アイラと不思議なダンジョン

十二イマーム派

プロローグ


「はぁっ……!はぁっ……!」


 森の中を一人の少女が駆ける。

 その細い肢体からは血が流れており、薄い身体には折れた魔物の角が生えている。


(どうして……?どうしてこうなるの……!?)


 少女の背後から迫ってくるは緑色の肌に、醜悪な顔面で涎を垂らしながら下卑えた笑みを浮かべ追いかける魔物─────即ち、ゴブリンである。


『ギャアッ!ギャアアッ!』


「ひ……!?ス、スカートが……!」


 ゴブリンが投擲した短剣が少女の安物のスカートを貫き、そのまま地面へと突き刺さる。当然、少女は逃げる術を失った。


『グギャギャ……!ギャーッギャッギャッギャ!』


「い、いや……何するつもりなの……!?来ないで!いやっ!嫌だぁぁぁぁっ!」


 少女に跨ったゴブリンは短剣を引き抜き、そのまま少女に叩きつける。切れ味の悪い短剣であった為、少女は斬られる事なく何度も、何度も打撃を喰らった。

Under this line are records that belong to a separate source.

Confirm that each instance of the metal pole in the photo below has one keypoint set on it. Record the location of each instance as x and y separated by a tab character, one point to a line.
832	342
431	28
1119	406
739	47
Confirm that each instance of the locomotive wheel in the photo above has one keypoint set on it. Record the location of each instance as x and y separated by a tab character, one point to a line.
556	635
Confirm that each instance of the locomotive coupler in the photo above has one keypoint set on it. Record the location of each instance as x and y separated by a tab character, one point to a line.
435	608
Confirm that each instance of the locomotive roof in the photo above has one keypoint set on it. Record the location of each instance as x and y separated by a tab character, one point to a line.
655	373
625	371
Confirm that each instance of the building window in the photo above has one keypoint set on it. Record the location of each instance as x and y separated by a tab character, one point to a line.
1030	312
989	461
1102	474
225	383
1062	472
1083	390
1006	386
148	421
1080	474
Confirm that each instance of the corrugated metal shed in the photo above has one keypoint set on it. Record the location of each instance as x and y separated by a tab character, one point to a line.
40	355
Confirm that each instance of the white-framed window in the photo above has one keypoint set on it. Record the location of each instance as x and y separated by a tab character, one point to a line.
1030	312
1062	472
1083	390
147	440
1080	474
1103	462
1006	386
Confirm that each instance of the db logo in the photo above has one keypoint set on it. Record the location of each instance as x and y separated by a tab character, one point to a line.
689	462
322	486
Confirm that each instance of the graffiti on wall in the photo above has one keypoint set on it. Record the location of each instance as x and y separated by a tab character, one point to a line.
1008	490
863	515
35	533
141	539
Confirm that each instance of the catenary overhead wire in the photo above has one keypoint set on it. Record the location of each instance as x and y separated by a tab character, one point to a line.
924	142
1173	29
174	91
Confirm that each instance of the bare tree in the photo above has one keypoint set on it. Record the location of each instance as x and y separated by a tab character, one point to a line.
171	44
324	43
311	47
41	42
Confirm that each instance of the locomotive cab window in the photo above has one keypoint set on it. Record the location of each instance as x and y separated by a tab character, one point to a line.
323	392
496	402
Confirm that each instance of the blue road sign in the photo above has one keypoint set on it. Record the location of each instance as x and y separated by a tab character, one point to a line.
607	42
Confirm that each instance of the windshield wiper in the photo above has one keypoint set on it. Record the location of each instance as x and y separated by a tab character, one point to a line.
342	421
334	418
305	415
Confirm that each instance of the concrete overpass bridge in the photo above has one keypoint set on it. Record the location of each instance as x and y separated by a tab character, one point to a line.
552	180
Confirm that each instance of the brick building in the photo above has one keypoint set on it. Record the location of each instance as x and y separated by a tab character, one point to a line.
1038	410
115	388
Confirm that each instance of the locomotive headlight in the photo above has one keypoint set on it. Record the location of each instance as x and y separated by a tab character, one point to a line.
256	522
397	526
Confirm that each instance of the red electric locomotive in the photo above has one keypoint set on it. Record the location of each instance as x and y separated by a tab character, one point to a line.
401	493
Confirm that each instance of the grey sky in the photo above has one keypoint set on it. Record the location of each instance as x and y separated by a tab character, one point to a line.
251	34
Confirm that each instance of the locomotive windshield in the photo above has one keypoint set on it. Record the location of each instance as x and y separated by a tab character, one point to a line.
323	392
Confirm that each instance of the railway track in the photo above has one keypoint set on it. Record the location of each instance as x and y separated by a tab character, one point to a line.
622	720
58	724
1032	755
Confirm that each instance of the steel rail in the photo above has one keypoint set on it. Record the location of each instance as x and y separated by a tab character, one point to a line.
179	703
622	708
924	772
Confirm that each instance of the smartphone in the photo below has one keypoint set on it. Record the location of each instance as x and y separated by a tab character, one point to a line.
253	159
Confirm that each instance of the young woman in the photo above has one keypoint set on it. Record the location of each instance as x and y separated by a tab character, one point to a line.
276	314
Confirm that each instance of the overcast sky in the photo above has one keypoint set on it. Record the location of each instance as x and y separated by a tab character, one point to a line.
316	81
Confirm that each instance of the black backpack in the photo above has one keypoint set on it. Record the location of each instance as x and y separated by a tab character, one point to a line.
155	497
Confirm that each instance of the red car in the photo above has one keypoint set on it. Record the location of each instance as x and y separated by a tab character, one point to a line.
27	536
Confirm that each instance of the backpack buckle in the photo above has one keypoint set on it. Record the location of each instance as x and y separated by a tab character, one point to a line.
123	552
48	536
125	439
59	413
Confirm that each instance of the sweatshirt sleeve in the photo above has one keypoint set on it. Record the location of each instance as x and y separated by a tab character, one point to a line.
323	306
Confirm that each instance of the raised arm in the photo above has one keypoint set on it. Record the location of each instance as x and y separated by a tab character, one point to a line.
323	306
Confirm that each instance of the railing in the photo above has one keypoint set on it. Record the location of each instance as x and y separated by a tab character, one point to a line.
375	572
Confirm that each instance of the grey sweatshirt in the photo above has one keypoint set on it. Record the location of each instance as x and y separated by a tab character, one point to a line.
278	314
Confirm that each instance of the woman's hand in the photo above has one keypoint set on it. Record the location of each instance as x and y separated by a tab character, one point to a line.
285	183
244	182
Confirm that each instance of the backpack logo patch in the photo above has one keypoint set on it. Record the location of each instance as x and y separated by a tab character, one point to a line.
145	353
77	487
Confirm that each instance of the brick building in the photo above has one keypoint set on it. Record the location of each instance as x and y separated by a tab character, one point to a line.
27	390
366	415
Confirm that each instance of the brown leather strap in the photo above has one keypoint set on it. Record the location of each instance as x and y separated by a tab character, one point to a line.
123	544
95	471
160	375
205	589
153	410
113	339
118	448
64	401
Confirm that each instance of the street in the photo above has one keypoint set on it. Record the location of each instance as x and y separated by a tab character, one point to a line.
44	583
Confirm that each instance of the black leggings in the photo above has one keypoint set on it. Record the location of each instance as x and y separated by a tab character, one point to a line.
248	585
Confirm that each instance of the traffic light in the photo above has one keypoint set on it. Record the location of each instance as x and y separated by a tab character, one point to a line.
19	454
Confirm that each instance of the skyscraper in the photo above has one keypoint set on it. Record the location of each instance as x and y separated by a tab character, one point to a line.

 段々と少女から悲鳴が上がらなくなり、冷たくなっていく様子を木の上で見ている者がいた。


「………今しかない!」

 ゴブリンが少女にトドメを刺した瞬間、木の上から影が飛び出し、白い光と共にその首を斬り落とした。

 どばっ!と流れる紫色の返り血を払いながら、影は振り返る。


 長い耳に白い髪、そして細っそりした身体はまさに、伝承に記されたエルフそのものであった。しかし、その瞳だけは煌々と緋く輝いていた。